Currently in Mathematics we are learning about "Simple Harmonic Motion" and how it satisfies the differential equation $\ddot x = -n^2 x$. Does this mean that the velocity($v$) in terms of displacement($x$) will always have a $\pm$ sign as the velocity will be both positive and negative at different points in space?
My confusion on the matter is further exacerbated by 2 solutions to similar questions (the bolded part of the question is the difference between the two);
Question 1 "A particle moves in a straight line so that at time $t$ its displacement from a fixed origin is $x$ and its velocity is $v$. If the acceleration is $3-2x$, find $v$ in terms of $x$ given that $v=2$ when $x =1$."
Solution: They use the fact that $\frac{d}{dx} (\frac {1}{2} v^2) = \ddot x$ (acceleration) and proceed to solve for $v$, though when they reach $v(x) = \pm \sqrt{6x-2x^2}$, they use the initial conditions to conclude that is must be the positive square root. i.e. $v(x) = + \sqrt{6x-2x^2}$.
Question 2 "A particle of mass 2kg moves in a straight line so that at time $t$ seconds its displacement from a fixed origin is $x$ metres and its velocity is $v$ m/s.
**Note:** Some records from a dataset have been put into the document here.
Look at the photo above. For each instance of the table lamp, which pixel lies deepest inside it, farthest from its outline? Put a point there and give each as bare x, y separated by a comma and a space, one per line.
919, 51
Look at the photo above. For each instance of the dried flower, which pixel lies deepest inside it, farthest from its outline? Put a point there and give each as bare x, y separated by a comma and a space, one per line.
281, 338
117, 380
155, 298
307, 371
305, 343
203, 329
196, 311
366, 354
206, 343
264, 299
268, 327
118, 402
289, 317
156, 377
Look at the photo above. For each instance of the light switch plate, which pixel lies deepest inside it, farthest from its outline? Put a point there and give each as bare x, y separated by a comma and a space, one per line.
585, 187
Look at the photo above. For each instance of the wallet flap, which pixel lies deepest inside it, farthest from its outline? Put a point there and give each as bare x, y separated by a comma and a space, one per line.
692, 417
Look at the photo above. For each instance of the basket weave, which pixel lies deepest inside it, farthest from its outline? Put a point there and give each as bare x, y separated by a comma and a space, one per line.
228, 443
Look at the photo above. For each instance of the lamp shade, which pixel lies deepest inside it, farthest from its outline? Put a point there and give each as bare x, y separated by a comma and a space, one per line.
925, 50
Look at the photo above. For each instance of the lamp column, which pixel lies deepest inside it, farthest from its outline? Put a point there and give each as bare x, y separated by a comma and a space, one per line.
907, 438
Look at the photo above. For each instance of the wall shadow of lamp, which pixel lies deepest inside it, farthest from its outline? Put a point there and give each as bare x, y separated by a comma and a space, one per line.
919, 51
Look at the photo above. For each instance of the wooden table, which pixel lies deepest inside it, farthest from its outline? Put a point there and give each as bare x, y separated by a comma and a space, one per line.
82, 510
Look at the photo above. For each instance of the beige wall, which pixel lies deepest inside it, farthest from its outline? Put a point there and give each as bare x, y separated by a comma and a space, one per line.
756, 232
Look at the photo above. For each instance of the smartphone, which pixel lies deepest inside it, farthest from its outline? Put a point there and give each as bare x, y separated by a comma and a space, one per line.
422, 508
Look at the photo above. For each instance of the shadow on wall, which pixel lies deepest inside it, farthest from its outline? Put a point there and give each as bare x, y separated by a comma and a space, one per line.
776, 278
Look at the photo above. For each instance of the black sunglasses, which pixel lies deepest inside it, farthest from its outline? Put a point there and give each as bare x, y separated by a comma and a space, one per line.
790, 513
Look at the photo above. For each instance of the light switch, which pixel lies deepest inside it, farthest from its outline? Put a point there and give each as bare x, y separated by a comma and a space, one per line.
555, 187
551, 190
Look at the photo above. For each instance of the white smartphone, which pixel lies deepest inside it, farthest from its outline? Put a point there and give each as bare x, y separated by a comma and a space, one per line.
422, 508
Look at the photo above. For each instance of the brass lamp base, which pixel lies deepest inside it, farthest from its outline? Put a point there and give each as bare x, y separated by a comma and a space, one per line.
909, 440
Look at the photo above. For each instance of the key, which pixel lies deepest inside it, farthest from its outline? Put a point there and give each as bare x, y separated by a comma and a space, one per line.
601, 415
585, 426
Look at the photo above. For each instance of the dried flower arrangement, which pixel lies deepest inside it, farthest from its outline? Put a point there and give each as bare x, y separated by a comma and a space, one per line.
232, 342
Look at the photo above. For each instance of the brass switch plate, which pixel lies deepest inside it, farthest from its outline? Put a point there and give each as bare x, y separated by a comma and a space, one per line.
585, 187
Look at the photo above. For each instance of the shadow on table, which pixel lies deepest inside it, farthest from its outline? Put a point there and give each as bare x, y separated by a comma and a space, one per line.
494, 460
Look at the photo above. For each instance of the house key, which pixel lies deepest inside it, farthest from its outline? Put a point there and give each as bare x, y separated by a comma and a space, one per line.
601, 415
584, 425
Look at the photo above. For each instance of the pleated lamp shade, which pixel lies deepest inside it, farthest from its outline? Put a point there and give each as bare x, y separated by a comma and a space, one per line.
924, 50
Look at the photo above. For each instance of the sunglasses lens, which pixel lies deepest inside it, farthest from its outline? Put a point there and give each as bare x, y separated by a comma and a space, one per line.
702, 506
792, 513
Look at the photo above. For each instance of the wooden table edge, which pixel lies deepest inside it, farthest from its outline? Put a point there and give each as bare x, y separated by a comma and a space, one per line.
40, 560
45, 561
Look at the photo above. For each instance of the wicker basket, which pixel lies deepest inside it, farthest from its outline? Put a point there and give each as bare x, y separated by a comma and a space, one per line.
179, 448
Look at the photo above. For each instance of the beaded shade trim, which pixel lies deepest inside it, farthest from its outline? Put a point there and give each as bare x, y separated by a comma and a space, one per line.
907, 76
If the resultant force (in newtons) that acts on the particle is; $6-4x$, find v in terms of $x$ given that $v=2$ when $x =1$."
Solution: They write $F=ma$, rearrange and conclude that acceleration is $\ddot x = 3-2x$. They then repeat the process (as above) and arrive at $v(x) = \pm \sqrt{6x-2x^2}$, BUT say how that its simple harmonic motion as $\ddot x = 3-2x$, and thus its plus and minus.
Is my understanding of the differential equation and simple harmonic motion correct? If so, is the second solution the correct one?
Thanks (I'm not sure if this falls more under mathematics or physics, but as I did this in maths, I've put it here)